Although rainfall was scattered across the rangeland areas of western Nebraska, precipitation totals were generally under 0.25 inches across the western Sandhill region, along with west-central and southwest areas of the state. As of Sept. 18, NASS rates topsoil conditions as 40% very short, 40% short, 20% adequate and 0% surplus. Very short conditions declined seven percentage points from the previous week, which in turn increased the short category five percentage points and the fair category wo percentage points.
Subsoil moisture as of Sept. 19 was rated 44% very short, 38% short, 18% adequate and 0% surplus. Compared to the week prior, subsoil moisture rated short to very short increased two percentage points, while fair conditions declined an equivalent amount. Since cumulative rainfall totals last week failed exceed 0.50 inches of moisture for most of the western one-third of Nebraska, there was insufficient moisture to penetrate down below the top 12 inches, which is needed in order for subsoil condition estimates to show general improvement.
An upper-level trough currently moving slowly eastward from the west coast is forecast to impact weather conditions across the state through the end of this week. The record high temperatures that developed Sept. 19-20 were in response to this low-pressure system pushing east northeast toward the northern Plains. The northern branch of this trough drove a cold front through the state through the morning of Sept 21. High temperatures were forecast to drop into the 60s west to low 70s southeast Sept. 21-22, under mostly cloudy skies and strong northwest winds.
As the northern stream energy moves east toward the Great Lakes, high temperatures should rebound into the 70s north to low 80s south Sept. 23, before dropping back into 60s to middle 70s Sept. 24-26 after the upper level low moves east of the state.
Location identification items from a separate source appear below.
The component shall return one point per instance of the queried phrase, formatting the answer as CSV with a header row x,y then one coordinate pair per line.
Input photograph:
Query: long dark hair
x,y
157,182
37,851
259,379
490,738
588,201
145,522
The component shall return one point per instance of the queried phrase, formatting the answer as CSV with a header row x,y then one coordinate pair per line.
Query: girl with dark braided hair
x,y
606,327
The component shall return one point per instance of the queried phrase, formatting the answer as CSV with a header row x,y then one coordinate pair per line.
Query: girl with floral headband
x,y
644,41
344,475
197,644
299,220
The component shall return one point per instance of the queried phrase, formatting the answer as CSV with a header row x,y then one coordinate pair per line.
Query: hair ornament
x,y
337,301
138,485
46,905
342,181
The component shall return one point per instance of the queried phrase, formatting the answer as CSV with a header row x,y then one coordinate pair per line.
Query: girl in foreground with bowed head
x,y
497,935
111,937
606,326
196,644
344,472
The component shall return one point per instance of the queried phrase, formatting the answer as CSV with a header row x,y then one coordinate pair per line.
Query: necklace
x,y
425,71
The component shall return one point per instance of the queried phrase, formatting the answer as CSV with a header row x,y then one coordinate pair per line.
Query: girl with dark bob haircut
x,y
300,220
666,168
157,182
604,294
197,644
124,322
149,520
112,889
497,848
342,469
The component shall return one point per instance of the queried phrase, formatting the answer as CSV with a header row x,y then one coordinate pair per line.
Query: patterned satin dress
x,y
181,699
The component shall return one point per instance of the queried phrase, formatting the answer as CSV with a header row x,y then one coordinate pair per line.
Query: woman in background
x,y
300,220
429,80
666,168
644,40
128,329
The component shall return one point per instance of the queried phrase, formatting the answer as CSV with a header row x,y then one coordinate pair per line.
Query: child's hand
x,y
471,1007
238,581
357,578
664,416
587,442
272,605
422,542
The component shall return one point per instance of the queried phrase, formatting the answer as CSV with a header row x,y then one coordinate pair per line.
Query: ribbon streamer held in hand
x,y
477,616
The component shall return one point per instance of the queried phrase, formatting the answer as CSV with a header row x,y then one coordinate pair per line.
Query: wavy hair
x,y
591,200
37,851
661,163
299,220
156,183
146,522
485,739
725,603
According to the GFS model, once the upper level low off of California moves through the central Plains, upper air ridging is forecast to develop and keep the central Plains under its influence through Oct. 5 (end of GFS model run). A weak wave is indicated to move along the periphery of the ridge on Sept. 28, with the primary precipitation shield located across South Dakota.
So over the next 16 days, our best chances of moisture will be Sept. 21-23 in response to the western trough progressing eastward. A surface cold front currently moving into northwest Nebraska has limited moisture to work with, so less than 0.25 inches of precipitation was forecast into the first half of Sept. 21. The upper-level low began pushing eastward and forcing warm and monsoon moisture over the top of cold air at the surface during the evening hours of Sept. 21 through the morning hours of Sept. 23. The quantitative precipitation forecast indicated the southwestern half of Nebraska could see 0.50-1.25 inches of moisture, dropping to 0.25-0.50 inches across the northeastern half of the state.
Though harvest activity was anticipated to slow down considerably due to this storm system, current weather models indicate that dry weather and temperatures returning to the 70s and 80s should dominate the last full week of September through the first full week of October. With an upper air ridge aloft and a dry air mass in place, please be aware that the danger for grassland and combine fires will be elevated to highly elevated.